Have 2 dc (2 yo and 4 months)

Have suffered from high anxiety and panic attacks since dc2 was born. Have had self guided cbt which has helped, but the overwhelming sadness about my family situation is still there.

I have days - most days - where I think everyone would be better off if I got an in curable disease and died, but thinking of leaving my children stops me from doing anything stupid.

Xmas / NY hasn't helped as it's obviously a time for family and reflection. It's all I can think about, I feel les and less enjoyment and joy from my life and feel extremely low.

Should I consider AD or seek out therapy for how I'm feeling?

OP posts:
JingleJohnsJulie · 28/12/2013 20:49

So sorry you are going through this. Could you try ADs and seek out further help?

200Cigarettes · 28/12/2013 20:55

I could...I just wasn't sure if ADs were something that would be appropriate/would help, or if I'm just being self indulgent and should just deal with it.

OP posts:
binger · 28/12/2013 21:01

Yes, I think they could help. I was prescribed citalopram for severe anxiety and horrible paranoia. I wasn't depressed but was crippled with anxiety and I thought everyone hated me. I too felt I was reaching the point where I could not go on. The citalopram turned things around for me.

Sorry you are feeling so bad, you should definitely see your GP.

200Cigarettes · 28/12/2013 21:06

I've tried so hard not to take ADs and to try and solve my anxiety issues without them, but I just feel so sad.
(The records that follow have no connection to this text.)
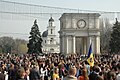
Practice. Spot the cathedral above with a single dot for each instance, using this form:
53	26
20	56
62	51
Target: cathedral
50	43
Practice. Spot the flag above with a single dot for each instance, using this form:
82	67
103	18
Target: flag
90	58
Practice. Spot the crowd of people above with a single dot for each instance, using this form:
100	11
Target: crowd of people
58	67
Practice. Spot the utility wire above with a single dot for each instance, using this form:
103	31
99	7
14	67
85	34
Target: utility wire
102	12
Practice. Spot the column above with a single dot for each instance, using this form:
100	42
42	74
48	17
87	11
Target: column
67	45
97	44
84	46
73	44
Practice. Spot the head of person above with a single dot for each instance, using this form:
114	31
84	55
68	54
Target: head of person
56	70
21	72
72	70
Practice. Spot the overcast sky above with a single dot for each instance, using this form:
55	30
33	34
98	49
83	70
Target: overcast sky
24	26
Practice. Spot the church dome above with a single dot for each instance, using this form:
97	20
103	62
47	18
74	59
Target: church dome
51	19
45	34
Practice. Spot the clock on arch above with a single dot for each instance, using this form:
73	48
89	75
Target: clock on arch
81	23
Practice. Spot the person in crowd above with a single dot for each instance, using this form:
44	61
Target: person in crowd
72	73
27	72
34	72
21	74
56	74
84	75
2	76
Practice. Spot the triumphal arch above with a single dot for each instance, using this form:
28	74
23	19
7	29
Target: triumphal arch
78	31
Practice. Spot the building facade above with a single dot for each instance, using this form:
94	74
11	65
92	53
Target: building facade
78	31
50	43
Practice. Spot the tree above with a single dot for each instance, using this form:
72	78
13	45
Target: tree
114	45
35	40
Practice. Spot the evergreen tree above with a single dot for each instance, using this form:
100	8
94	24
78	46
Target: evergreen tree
114	45
35	40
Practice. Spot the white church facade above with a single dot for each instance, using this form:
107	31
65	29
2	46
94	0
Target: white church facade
78	31
50	43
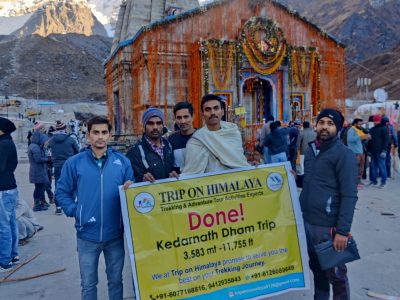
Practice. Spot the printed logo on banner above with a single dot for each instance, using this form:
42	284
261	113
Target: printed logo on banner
144	203
275	181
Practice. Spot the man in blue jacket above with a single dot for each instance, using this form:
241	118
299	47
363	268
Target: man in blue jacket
328	201
88	190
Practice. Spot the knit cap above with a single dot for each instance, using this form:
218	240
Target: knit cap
6	125
377	118
333	114
60	125
38	126
150	113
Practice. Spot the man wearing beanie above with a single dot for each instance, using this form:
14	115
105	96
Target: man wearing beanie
8	197
328	201
62	147
152	157
377	147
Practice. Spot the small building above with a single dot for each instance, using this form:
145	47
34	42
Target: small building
260	56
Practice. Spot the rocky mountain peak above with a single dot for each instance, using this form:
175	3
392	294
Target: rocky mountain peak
61	17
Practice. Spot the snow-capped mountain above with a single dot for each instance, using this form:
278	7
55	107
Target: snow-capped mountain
14	13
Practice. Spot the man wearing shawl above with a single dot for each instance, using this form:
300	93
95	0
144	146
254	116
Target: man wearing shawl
217	146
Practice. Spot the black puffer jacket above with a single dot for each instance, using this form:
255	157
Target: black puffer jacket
8	163
329	192
379	139
159	168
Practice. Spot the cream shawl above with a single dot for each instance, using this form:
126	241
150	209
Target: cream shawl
210	151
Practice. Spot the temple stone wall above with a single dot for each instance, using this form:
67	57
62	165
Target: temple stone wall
134	14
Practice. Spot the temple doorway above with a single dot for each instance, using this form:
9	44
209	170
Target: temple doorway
257	100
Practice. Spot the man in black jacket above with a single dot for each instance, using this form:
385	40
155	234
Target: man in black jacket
62	146
328	201
377	149
152	157
8	197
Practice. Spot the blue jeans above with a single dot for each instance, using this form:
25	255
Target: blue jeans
8	226
337	277
377	163
114	254
38	192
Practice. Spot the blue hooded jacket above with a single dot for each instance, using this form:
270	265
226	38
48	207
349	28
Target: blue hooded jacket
90	193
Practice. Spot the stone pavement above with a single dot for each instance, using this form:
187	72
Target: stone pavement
376	228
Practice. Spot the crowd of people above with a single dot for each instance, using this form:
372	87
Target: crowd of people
328	160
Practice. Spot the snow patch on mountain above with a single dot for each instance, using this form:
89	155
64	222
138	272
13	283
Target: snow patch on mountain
9	25
106	11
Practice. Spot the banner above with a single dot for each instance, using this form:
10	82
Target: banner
238	234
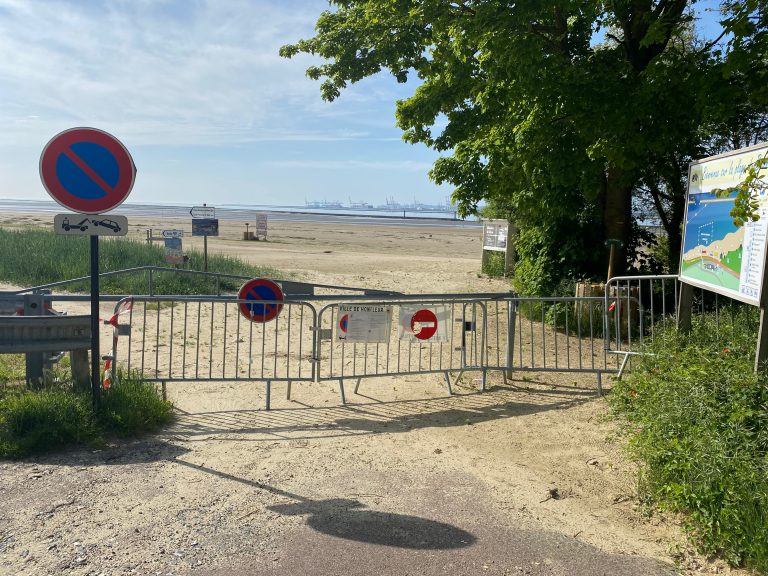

Like overwhelming, all consuming sad. I hate myself for thinking and admitting this, but I fantasise about getting an incurable disease so I won't have to deal with all this anymore. Then another part of me is petrified of leaving my dc without a mother.

I thought things were getting better with the self guided CBT but I can't shake this overwhelming sadness away. If anything it's getting worse.

OP posts:
binger · 30/12/2013 22:58

Have you seen your gp today op? Please arrange something tomorrow if you haven't. I suffered terribly for months before finally going to docs for help. I really wish I hadn't waited though, if I had realised how the meds would have turned my life around I would have been there straight away. Please don't make the same mistake.